Re: Help with the push/pull option on the Everything Axe set
I really love this pickup set and the prewired assembly is very pro all the way. Indeed through manipulation of level, tones and combinations you can come up with an incredible number of tones and useful timbers using all manner of drives and gain levels.
First time, other than one of my other Strats with a full size HB the Strat was powerful enough to really burn like HB guitars, yet the tone structure is marvelous.
I am always impressed the HBs have great high output but retain a sense of the tone of the guitar and the note articulation from them is truly better than other pickups I have used.
As far as I am concerned the Everything Axe set is amazing for the Strat. I play heavy fusion and my range of tones covers the spectrum, for the first time my pickups do not leave me wanting tone improvement from the guitar.

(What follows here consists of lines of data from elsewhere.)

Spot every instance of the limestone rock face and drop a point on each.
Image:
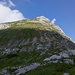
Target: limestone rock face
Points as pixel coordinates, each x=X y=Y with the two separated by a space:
x=35 y=47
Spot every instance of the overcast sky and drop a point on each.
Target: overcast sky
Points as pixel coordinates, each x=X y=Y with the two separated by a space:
x=62 y=11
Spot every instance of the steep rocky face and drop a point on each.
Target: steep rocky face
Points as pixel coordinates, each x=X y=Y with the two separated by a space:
x=32 y=44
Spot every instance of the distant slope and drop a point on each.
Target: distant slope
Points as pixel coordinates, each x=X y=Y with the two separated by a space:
x=35 y=47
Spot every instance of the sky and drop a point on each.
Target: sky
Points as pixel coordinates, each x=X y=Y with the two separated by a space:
x=62 y=11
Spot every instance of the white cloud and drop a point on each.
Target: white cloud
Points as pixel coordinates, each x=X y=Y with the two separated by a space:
x=7 y=14
x=53 y=21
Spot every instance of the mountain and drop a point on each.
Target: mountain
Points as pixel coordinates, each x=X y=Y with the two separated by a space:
x=35 y=47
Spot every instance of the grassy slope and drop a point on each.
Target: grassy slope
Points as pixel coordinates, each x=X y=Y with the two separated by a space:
x=30 y=30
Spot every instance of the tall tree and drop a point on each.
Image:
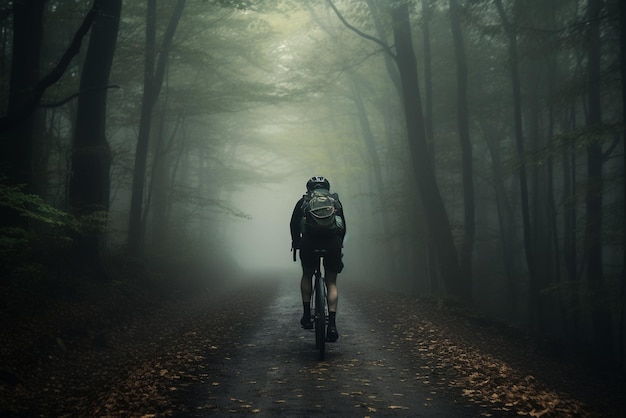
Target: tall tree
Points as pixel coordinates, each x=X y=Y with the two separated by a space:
x=622 y=37
x=421 y=163
x=154 y=73
x=91 y=161
x=466 y=143
x=17 y=138
x=601 y=317
x=434 y=208
x=511 y=29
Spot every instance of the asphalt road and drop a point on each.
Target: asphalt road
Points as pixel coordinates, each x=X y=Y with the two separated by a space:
x=274 y=371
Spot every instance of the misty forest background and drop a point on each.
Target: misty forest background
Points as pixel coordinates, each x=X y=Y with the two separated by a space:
x=477 y=146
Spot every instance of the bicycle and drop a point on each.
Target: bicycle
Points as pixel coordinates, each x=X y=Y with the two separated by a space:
x=319 y=303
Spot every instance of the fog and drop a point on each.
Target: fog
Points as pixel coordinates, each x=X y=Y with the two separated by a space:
x=476 y=164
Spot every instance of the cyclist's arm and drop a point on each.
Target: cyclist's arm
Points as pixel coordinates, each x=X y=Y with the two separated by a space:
x=294 y=224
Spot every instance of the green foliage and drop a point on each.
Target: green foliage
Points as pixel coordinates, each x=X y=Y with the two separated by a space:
x=30 y=206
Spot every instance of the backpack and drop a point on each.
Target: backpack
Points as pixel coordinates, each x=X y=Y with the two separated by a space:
x=320 y=215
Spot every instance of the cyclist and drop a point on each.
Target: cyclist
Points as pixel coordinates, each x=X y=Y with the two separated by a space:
x=306 y=241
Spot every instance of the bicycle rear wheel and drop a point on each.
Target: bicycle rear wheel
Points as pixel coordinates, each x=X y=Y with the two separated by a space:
x=320 y=317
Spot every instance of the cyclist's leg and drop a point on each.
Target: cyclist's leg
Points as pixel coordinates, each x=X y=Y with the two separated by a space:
x=307 y=261
x=333 y=264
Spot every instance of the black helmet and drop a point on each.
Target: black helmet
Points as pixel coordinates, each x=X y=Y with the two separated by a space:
x=317 y=182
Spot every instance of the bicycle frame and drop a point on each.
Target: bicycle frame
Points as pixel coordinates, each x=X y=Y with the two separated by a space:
x=320 y=305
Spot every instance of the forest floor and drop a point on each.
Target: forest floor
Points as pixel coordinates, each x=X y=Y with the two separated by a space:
x=132 y=348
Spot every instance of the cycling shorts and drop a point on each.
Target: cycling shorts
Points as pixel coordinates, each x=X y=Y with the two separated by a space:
x=332 y=259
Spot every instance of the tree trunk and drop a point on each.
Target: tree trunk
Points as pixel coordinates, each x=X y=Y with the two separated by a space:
x=89 y=186
x=622 y=33
x=533 y=297
x=16 y=143
x=372 y=154
x=436 y=215
x=153 y=80
x=428 y=125
x=466 y=144
x=600 y=316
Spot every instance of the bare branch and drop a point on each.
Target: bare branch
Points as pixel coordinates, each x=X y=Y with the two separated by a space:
x=8 y=122
x=362 y=34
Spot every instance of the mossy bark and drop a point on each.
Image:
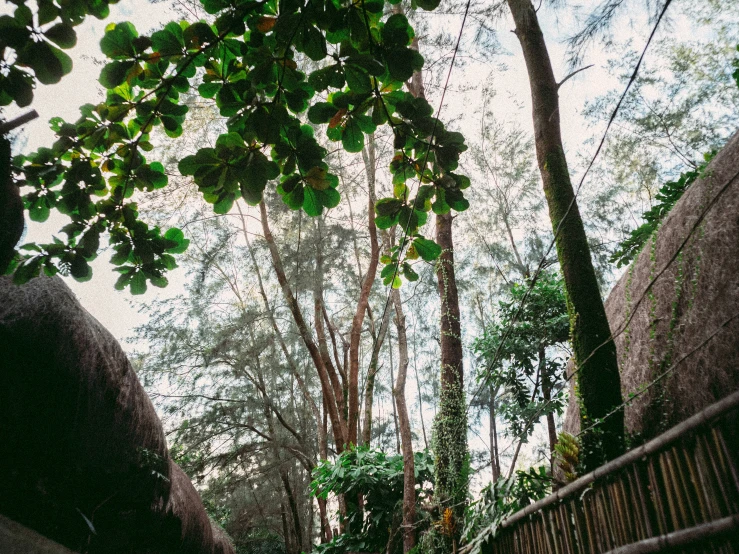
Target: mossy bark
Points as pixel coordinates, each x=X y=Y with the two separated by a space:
x=598 y=380
x=450 y=424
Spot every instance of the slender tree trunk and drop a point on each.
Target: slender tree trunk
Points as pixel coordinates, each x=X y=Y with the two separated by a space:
x=285 y=528
x=11 y=208
x=420 y=399
x=494 y=454
x=409 y=478
x=355 y=333
x=339 y=429
x=450 y=424
x=546 y=391
x=284 y=476
x=369 y=386
x=599 y=384
x=392 y=400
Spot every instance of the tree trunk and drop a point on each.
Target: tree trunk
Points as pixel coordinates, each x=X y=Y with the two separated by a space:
x=406 y=441
x=392 y=401
x=331 y=405
x=355 y=333
x=369 y=386
x=599 y=384
x=11 y=209
x=494 y=453
x=546 y=390
x=420 y=398
x=450 y=424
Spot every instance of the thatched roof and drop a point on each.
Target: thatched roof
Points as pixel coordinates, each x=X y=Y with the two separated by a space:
x=83 y=458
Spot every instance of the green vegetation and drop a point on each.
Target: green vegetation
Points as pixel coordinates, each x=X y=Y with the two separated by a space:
x=229 y=143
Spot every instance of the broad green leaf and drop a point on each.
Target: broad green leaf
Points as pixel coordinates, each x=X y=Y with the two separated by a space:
x=62 y=34
x=118 y=40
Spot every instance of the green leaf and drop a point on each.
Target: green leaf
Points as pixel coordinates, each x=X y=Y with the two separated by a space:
x=388 y=206
x=177 y=236
x=427 y=249
x=321 y=112
x=310 y=41
x=428 y=5
x=403 y=62
x=396 y=31
x=118 y=40
x=312 y=206
x=48 y=62
x=62 y=34
x=386 y=221
x=357 y=79
x=169 y=41
x=209 y=90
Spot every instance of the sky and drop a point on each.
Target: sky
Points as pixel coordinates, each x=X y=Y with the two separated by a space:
x=113 y=308
x=118 y=311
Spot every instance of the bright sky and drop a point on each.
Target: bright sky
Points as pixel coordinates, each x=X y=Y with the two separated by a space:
x=118 y=311
x=113 y=308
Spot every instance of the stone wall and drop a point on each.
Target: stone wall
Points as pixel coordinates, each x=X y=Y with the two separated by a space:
x=675 y=313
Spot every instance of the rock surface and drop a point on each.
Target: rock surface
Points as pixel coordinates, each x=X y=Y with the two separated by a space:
x=675 y=313
x=83 y=457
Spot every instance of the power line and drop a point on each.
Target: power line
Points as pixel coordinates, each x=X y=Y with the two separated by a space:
x=540 y=266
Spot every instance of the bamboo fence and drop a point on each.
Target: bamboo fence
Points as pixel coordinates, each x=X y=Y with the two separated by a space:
x=677 y=493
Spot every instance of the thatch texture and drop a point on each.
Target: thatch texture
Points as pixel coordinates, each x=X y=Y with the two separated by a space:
x=684 y=328
x=83 y=458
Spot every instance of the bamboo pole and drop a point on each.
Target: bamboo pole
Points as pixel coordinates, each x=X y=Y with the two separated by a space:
x=657 y=444
x=683 y=537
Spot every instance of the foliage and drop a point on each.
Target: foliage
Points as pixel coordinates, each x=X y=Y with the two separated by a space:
x=379 y=479
x=666 y=198
x=449 y=440
x=32 y=44
x=502 y=499
x=567 y=456
x=511 y=346
x=254 y=62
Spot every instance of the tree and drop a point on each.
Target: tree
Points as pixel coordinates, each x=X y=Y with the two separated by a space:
x=247 y=63
x=514 y=351
x=598 y=380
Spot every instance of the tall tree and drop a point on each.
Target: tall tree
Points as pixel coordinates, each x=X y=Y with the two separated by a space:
x=598 y=380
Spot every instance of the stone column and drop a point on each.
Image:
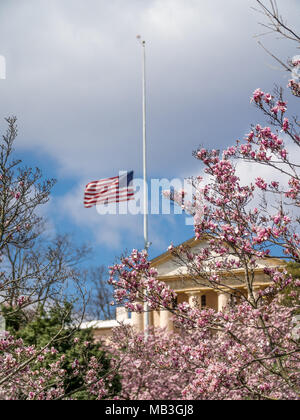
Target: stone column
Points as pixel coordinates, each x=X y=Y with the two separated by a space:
x=156 y=319
x=223 y=300
x=137 y=321
x=165 y=320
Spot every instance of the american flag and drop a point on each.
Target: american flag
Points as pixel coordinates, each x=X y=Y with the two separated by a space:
x=109 y=190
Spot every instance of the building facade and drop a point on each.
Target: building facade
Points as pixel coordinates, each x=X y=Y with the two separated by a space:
x=187 y=290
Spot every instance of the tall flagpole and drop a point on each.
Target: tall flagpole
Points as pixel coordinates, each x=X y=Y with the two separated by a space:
x=146 y=240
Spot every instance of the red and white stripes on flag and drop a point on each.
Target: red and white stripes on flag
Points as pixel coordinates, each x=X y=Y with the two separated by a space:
x=109 y=190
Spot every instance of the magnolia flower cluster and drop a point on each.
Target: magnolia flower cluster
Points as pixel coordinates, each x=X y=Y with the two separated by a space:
x=134 y=279
x=233 y=361
x=29 y=373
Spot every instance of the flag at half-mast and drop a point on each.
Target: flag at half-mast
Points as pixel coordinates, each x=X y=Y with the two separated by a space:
x=109 y=190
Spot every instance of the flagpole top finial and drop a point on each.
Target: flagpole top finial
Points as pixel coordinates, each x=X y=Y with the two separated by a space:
x=139 y=38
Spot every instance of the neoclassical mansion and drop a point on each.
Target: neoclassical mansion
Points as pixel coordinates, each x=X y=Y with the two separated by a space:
x=186 y=289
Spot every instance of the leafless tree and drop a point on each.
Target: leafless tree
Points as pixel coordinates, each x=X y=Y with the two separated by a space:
x=275 y=23
x=35 y=272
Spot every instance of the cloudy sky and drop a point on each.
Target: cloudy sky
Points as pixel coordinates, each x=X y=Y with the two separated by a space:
x=74 y=82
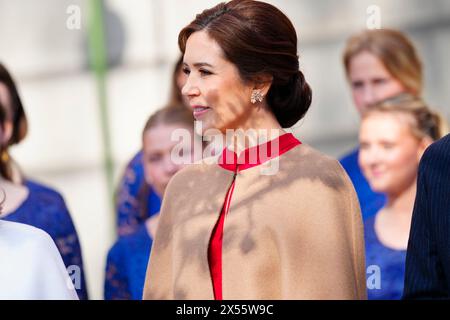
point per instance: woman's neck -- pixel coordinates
(261, 127)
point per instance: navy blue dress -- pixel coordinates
(126, 266)
(136, 200)
(44, 208)
(370, 201)
(389, 262)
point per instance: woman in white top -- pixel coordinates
(31, 267)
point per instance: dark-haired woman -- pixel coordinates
(33, 203)
(271, 218)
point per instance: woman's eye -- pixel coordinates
(204, 72)
(380, 81)
(388, 145)
(357, 84)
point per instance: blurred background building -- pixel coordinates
(88, 88)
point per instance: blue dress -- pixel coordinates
(44, 208)
(370, 201)
(389, 262)
(126, 266)
(133, 195)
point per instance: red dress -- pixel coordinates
(229, 160)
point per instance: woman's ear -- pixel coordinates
(263, 83)
(423, 145)
(7, 131)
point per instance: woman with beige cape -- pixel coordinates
(270, 218)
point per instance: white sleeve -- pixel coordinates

Now that being said, I was puzzled by the various vendor sales info on this system, one after another claims it uses the solderless "Liberator" system it obviously does not have. And I do not care personally as I have no intention of changing anything. One is tempted to rig the neck and bridge combination but with the power output of both of these HBs it probably would not come out to be that great of a tone.
Another issue of the this system which is again not mentioned by any vendor who sells or it has sold it, it has a push/pull on the bridge tone pot. The docs Seymour D sent with the product were three different wiring schemes one of which matched my set, but it was not clear what the push pull was wired to do, it gave different possibilities for it.
I wager to say out there in the realm that there are users of this set who have no idea the bridge tone is a push pull pot.
Repeated questions to Duncan never got answered. When I talked to a guy on the phone he said it thought it was a coil tap for possibly both pickups.
Seriously man, great product, love these pickups get your documentation and faqs in order, that is very unprofessional. We are not all teen age bedroom players.